Members of the chamber orchestra opened the series Monday at the Lakewood Public Library with "The Emigrants," a program of music by composers who fled Germany or Austria after Hitler's rise or who put a stop to their own creativity while he was in power as a means of protest. It was an enlightening evening and a disturbing one for reminding us of harm inflicted upon humanity.

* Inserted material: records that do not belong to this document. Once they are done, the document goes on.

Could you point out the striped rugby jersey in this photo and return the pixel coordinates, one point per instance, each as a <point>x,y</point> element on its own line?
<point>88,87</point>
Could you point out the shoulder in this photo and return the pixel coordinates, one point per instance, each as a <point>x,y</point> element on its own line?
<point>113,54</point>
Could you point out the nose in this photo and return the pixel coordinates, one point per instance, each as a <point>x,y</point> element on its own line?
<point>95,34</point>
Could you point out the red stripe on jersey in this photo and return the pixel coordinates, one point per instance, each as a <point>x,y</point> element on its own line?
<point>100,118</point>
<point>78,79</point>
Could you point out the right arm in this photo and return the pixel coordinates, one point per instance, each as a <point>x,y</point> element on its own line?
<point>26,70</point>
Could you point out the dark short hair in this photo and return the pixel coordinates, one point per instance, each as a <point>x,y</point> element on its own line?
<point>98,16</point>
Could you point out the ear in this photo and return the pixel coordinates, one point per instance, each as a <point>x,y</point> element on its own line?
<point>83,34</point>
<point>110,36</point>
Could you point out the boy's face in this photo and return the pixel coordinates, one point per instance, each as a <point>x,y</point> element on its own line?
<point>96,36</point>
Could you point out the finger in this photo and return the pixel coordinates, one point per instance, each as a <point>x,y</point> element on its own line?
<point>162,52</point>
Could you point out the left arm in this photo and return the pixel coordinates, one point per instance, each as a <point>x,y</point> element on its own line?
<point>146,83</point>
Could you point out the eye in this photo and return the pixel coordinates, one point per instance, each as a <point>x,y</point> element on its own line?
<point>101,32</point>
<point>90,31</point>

The organizer of the series is Rebecca Schweigert Mayhew, the orchestra's principal oboe, who shared telling information about the night's composers and music. The audience in the library's basement auditorium got only a taste of each composer's art. But the music confirmed the depth and individuality that these figures summoned under trying circumstances.
Several of the composers came to the United States only to encounter a country unwilling to celebrate their gifts. Alexander Zemlinsky (1871-1942), who died only three years after his arrival, was represented by the first movement of his String Quartet No. 3, Op. 19.

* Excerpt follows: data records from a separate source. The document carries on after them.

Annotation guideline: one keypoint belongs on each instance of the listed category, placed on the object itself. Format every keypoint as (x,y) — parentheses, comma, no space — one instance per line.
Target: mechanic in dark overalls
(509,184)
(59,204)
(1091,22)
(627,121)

The 1924 score's blend of Romanticism and Expressionism encapsulates Zemlinsky's distinctive style. The music is anguished and defiant, yet full of hopeful yearning. It was played with intense feeling by violinists Miran Kaleigh Kim and Masha Andreini, violist Caitlin Lynch and cellist James Jaffe.
Franz Reizenstein (1911-68) fled Berlin for England, where he was among thousands held during the war on the Isle of Man. In two movements from the Partita for Flute and String Trio (1938), flutist Heidi Ruby-Kushious and the string quartet provided the wistful Sarabande with graceful shading and brought folksy allure to the Jig.
Among the most daring composers of his day, Hanns Eisler (1898-1962) nevertheless was treated badly by the United States, which deported him after he was blacklisted. His music alternates between serial complexity and vibrant accessibility. As played by the CityMusic members, the variations from his String Quartet, Op. 75 (1938) sounded piquant and dramatic.
In another sad story, Eric Zeisl (1905-59) was forced to write for Hollywood films, mostly without credit, rather than concentrate on concert music. The darkly beautiful slow movement from his String Quartet No. 2 (1952), with muted strings molding phrases of hushed and heartfelt yearning, reveals a composer of keen expressive gifts.
Karl Amadeus Hartmann (1905-63) didn't leave his native Germany during the war, but he stopped producing works and refused to allow performances in his homeland. Along with symphonies, he wrote chamber music of invigorating rhythmic and thematic design, such as the Quartet No. 1 (1933), whose first movement the CityMusic players treated with compact urgency.
All of the CityMusic chamber programs leading up to "Brundibar" include "Just.Are.Same," a work by Cleveland composer Paul Cox that "memorializes those lost to genocide," he said in an introduction.
The five-minute score for oboe and string quartet is accompanied by taped comments by victims of genocide. Cox weaves pizzicato tappings and a plaintive melody into an elegiac and fervent fabric, which Mayhew and her colleagues shaped to touching effect.